Being an amputee, Hullum went through hurdles to try and get used to only having one arm, requiring her to train herself how to use her other arm,since she lost her dominant arm.
“I have adapted a lot because I had to tie my shoes with my teeth, and putting on clothes at first was hard but then I got used to it, and then writing was hard because I was right handed so I had to learn how to write with my left hand, which was really frustrating, because I was trying and trying and it would just look so bad,” Hullum said.
Relay for Life
To help find a cure for cancer, the American Cancer Society, organizes a yearly event called Relay for Life in May. NC partakes in this event and raises the most money in Cobb County out of all the other high schools. Raising over $6,000 so far, NC hopes to raise more in the upcoming days. Science teachers Mrs. Julie Hopp and Ms. Jennifer Johnson, sponsors for Relay for Life at NC, help make a difference as they run the before-school club and make the students raise money for the event all throughout the school year.
“Relay for Life has multiple aspects of importance in my life. One is that I am most directly touched by cancer because my grandmother passed away when I was three from breast cancer, but I also have numerous friends who have been affected by cancer in some way either by surviving or passing. Helping fight cancer is one of the reasons why I joined, but also it is a great way to connect with students at our school who are socially minded and interested in making a difference,” Johnson said.

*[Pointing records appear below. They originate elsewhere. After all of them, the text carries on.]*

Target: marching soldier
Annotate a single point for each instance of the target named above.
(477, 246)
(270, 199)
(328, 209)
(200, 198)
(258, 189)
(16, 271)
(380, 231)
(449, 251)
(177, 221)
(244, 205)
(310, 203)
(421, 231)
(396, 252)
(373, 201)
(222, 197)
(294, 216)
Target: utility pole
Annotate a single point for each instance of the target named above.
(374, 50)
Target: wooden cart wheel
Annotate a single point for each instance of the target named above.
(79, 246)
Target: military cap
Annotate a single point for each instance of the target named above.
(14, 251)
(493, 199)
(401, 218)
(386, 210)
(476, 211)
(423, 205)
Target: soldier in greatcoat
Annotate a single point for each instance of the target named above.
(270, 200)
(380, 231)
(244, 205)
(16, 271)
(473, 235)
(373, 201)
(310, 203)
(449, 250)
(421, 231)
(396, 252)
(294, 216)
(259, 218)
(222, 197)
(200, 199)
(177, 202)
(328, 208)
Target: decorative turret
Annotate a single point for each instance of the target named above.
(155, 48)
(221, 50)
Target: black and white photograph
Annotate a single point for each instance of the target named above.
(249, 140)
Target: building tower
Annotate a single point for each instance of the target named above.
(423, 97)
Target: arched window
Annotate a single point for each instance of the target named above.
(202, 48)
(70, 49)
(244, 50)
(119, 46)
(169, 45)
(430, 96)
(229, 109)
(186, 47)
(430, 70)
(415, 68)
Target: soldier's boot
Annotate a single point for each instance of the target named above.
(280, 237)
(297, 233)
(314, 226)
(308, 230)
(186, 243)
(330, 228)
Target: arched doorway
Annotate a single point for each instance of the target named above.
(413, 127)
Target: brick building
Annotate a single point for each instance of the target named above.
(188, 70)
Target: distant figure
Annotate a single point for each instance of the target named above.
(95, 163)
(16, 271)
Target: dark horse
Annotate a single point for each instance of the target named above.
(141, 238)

This event helps raise money for the American Cancer Society as schools, companies, clubs, and families all set up tents and try to sell goods where all profits go directly towards to help find a cure. This year, the event embarks a new theme as booths and survivors deck out and decorate to resemble The Incredibles. So far, Relay for Life has raised over $241,000 as their main goal is to reach $380,000 before the day of the event. Relay for Life impacts people’s lives affected by cancer, who lost hope in finding a cure for the deadly disease. Every penny helps make a difference and puts the world one step closer to putting an end to cancer.
Cancer affects not only those who have it but also those around them since everyone’s story differentiates. Cancer causes people to live, pass, and currently struggle with it. Everyone who fights cancer puts up a fight as they want to come out on top and still make a difference in the world. Many do not realize that one small factor can impact someone’s life forever.